The most shocking revelations to me were about Norma’s family.  We all remember meeting Norma’s mother Vivian Smythe, a secret food critic that came into town and posted a lackluster review of the Double R.  It turns out that WASN’T HER BIRTH MOTHER!  It is Annie’s mother (more on Annie later) but it’s actually Norma’s step mother.  Norma’s father Marty lead a secret life out of town, resulting in Annie’s birth, and after Norma’s mother (who refused to give him a divorce) died, Vivian and Marty married, making Vivian Norma’s step mother.  Eventually Marty dies, and then Vivian marries Rowland Blackburn, who then adopts Annie.  I’ll go more into this later, but he kills himself, and Vivian meets Ernie Niles that we saw she was newly married to in season 2 of Twin Peaks.  We learned in the Secret History of Twin Peaks that Norma’s husband Hank Jennings was killed while in prison, and we also know that at the end of The Return, she and Ed Hurley end up together. (gets me every time!)  Much more of Norma’s story is tied into Annie’s story, which is one of the saddest files in this dossier.

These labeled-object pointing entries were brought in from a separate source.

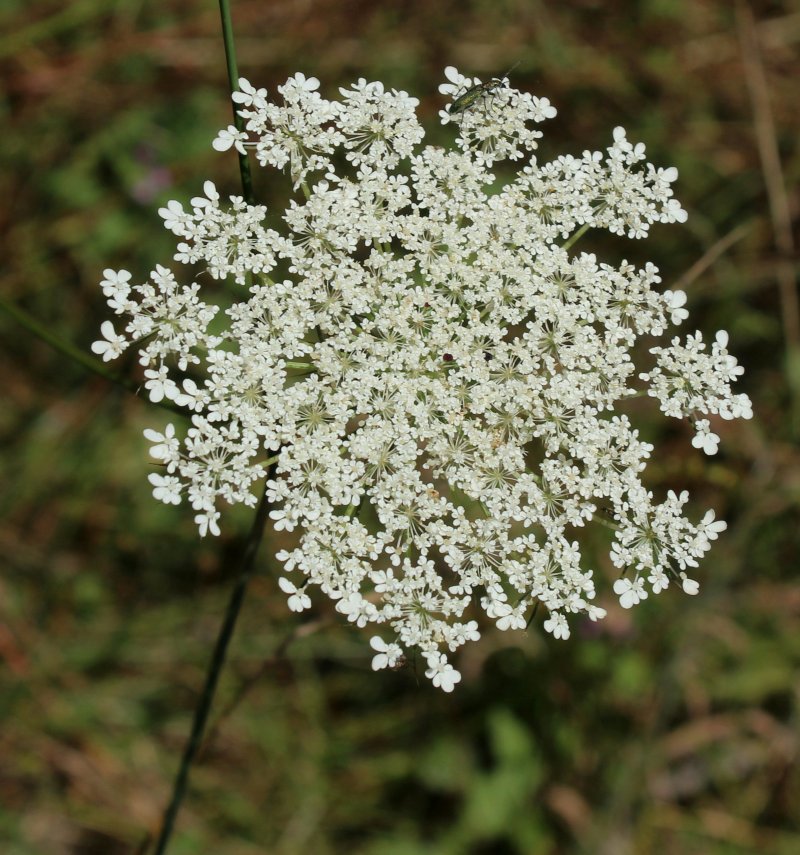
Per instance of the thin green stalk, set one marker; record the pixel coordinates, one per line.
(233, 81)
(77, 355)
(214, 670)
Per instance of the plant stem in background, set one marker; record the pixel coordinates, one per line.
(215, 668)
(233, 81)
(253, 540)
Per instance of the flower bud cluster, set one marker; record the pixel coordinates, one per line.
(438, 376)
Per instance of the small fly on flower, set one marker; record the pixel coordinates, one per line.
(468, 99)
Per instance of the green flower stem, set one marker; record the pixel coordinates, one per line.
(77, 355)
(576, 237)
(233, 81)
(215, 668)
(254, 538)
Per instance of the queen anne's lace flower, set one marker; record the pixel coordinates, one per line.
(439, 378)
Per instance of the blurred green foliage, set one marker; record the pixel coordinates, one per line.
(672, 730)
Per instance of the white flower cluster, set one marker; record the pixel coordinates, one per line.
(439, 379)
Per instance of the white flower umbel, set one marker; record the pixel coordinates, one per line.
(438, 373)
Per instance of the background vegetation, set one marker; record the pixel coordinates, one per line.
(672, 729)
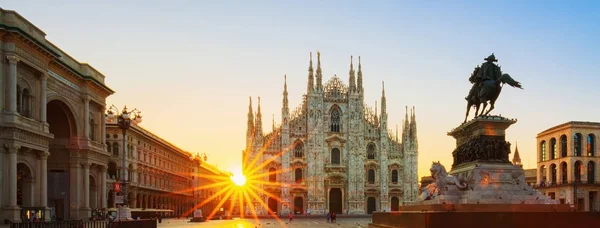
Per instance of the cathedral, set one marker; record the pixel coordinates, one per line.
(333, 153)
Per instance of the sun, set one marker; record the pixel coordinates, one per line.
(238, 179)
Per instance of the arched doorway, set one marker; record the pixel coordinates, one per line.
(298, 205)
(335, 200)
(395, 204)
(24, 186)
(371, 205)
(272, 205)
(63, 126)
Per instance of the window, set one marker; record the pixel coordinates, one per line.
(299, 149)
(394, 176)
(272, 175)
(335, 120)
(371, 151)
(335, 156)
(543, 150)
(591, 147)
(298, 175)
(116, 149)
(577, 144)
(371, 176)
(563, 146)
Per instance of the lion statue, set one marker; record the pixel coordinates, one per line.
(441, 180)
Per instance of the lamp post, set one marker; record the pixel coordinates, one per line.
(124, 120)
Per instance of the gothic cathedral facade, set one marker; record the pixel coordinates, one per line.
(332, 153)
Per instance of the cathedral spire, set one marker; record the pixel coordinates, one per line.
(352, 80)
(319, 73)
(383, 102)
(311, 80)
(359, 80)
(285, 107)
(517, 157)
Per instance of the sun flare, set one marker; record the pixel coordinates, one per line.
(238, 179)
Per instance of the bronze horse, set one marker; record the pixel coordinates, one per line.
(485, 91)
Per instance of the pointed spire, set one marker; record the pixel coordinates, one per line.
(359, 79)
(383, 102)
(352, 80)
(285, 107)
(516, 156)
(311, 80)
(319, 73)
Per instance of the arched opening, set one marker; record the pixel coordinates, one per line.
(371, 151)
(272, 175)
(272, 205)
(395, 204)
(553, 173)
(563, 146)
(371, 176)
(371, 205)
(335, 119)
(299, 149)
(335, 200)
(563, 172)
(591, 148)
(577, 144)
(591, 172)
(578, 171)
(93, 193)
(552, 148)
(24, 185)
(335, 156)
(112, 170)
(543, 151)
(298, 175)
(298, 205)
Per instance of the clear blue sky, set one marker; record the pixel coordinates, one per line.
(191, 65)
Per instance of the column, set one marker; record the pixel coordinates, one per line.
(44, 178)
(12, 175)
(43, 103)
(86, 117)
(12, 84)
(103, 192)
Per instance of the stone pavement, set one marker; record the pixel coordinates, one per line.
(268, 223)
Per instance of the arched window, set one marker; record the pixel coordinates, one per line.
(563, 172)
(543, 150)
(335, 156)
(299, 149)
(578, 170)
(591, 172)
(116, 149)
(552, 148)
(272, 175)
(563, 146)
(577, 144)
(371, 151)
(335, 120)
(298, 175)
(371, 176)
(591, 148)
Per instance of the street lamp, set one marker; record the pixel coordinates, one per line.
(124, 120)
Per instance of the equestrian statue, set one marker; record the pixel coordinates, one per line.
(487, 83)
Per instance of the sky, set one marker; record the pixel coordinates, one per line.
(190, 66)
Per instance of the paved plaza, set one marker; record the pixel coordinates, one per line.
(313, 222)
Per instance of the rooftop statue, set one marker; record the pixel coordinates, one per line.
(487, 83)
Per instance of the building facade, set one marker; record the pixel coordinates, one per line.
(567, 159)
(333, 152)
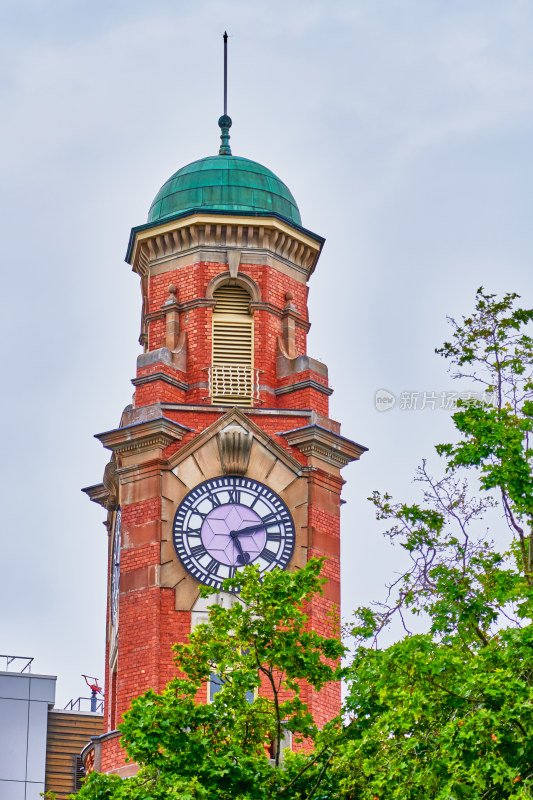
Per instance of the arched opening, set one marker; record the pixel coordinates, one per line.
(232, 372)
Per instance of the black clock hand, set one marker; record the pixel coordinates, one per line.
(242, 558)
(252, 529)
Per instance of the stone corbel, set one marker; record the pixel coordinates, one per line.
(285, 365)
(234, 447)
(175, 341)
(234, 262)
(288, 326)
(319, 443)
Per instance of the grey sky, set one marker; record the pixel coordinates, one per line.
(403, 129)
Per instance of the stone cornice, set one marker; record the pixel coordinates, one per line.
(318, 442)
(151, 244)
(308, 383)
(98, 494)
(147, 435)
(236, 416)
(160, 376)
(248, 411)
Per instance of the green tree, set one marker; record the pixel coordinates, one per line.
(218, 750)
(448, 713)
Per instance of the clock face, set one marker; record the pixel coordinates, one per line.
(115, 568)
(228, 522)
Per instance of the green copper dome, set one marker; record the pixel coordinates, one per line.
(224, 183)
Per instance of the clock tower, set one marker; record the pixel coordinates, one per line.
(227, 454)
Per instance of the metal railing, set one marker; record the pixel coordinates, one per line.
(85, 704)
(232, 384)
(15, 663)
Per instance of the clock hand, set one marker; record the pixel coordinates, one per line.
(252, 529)
(242, 558)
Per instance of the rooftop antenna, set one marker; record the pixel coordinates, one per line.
(225, 121)
(92, 683)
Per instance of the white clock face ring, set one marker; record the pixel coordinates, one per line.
(228, 522)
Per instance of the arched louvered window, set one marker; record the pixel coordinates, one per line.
(232, 373)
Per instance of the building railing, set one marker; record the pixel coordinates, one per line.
(232, 384)
(15, 663)
(96, 706)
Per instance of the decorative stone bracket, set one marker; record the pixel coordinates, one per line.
(318, 442)
(234, 446)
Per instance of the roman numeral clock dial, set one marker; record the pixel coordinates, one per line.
(226, 523)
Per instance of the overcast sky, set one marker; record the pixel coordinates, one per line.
(403, 129)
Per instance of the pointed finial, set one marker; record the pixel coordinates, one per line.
(225, 121)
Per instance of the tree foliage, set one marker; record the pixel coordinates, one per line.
(448, 713)
(230, 747)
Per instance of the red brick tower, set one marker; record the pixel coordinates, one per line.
(229, 429)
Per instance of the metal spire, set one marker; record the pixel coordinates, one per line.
(225, 121)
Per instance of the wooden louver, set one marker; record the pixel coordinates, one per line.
(232, 374)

Annie’s backstory that we knew from her appearance in season 2 was that she’d attempted suicide at one point and that she left a convent before taking her final vows to become a nun.  Sadly, Annie’s first suicide attempt was after her adopted father Roland drunkenly sexually assaulted her and then killed himself, driving his car into a river.  After being diagnosed with a mental breakdown, she was committed to a psychiatric facility, where Norma visited her often.  She returned to her Catholic school when she was able, and after returning home to find her mother Vivian was remarried, again, to Ernie.  After graduating, she decided to take vows and enter a convent.  Norma didn’t want her to take the vows, so she offered Annie an open invitation to stay with her in Twin Peaks, which Annie took advantage of when she also had doubts.  At the end of season 2 of Twin Peaks, we were left with Cooper asking “How’s Annie?” This is what is known:  Annie spent a day in the hospital after she was found in the woods where Cooper reappeared.  She seemed, fine, but by the next morning she was unresponsive and catatonic.  Annie became able to walk and eat with assistance and never seemed in pain or agony.  Vivian wanted nothing to do with Annie, so Norma took on her care at home.  One year after Annie was found, Norma found her at home, slumped over, having slit her wrists again.  She spoke once at 8:38am to say “I’m fine” and didn’t speak another word for another year, and each year on the same date and time, she repeats “I’m fine” and nothing else.  She was put into a full time care unit near Spokane and is still there.  Tammy wrote that she visited her, and that she doesn’t look as though she’s aged at all.  Something about hearing Annie replying “I’m fine” to Cooper’s “How’s Annie?” hit me so hard!

The final and probably the biggest spoiler of all, is what happened to Laura Palmer.  Because of the events in The Return, Laura never died.  It was incredibly satisfying to know that she didn’t die, which was my assumption on hour 17.  However, she did disappear, and the case is still open.  Cooper did still come to town to investigate her disappearance and Ronnette Pulaski(still) being found wandering, so the entire story didn’t change because Laura still wasn’t there.  Instead of Leland Palmer dying at the police station, he killed himself a year after Laura disappeared.  Sarah went on to suffer from alcoholism and addiction to drugs, and was questioned over the mysterious death of that trucker in the bar.

There is still so much more in this book, so I HIGHLY recommend picking up a copy.  There are files on many more characters, and even a very touching file about Margaret Coulson, the Log Lady, and what became of her log.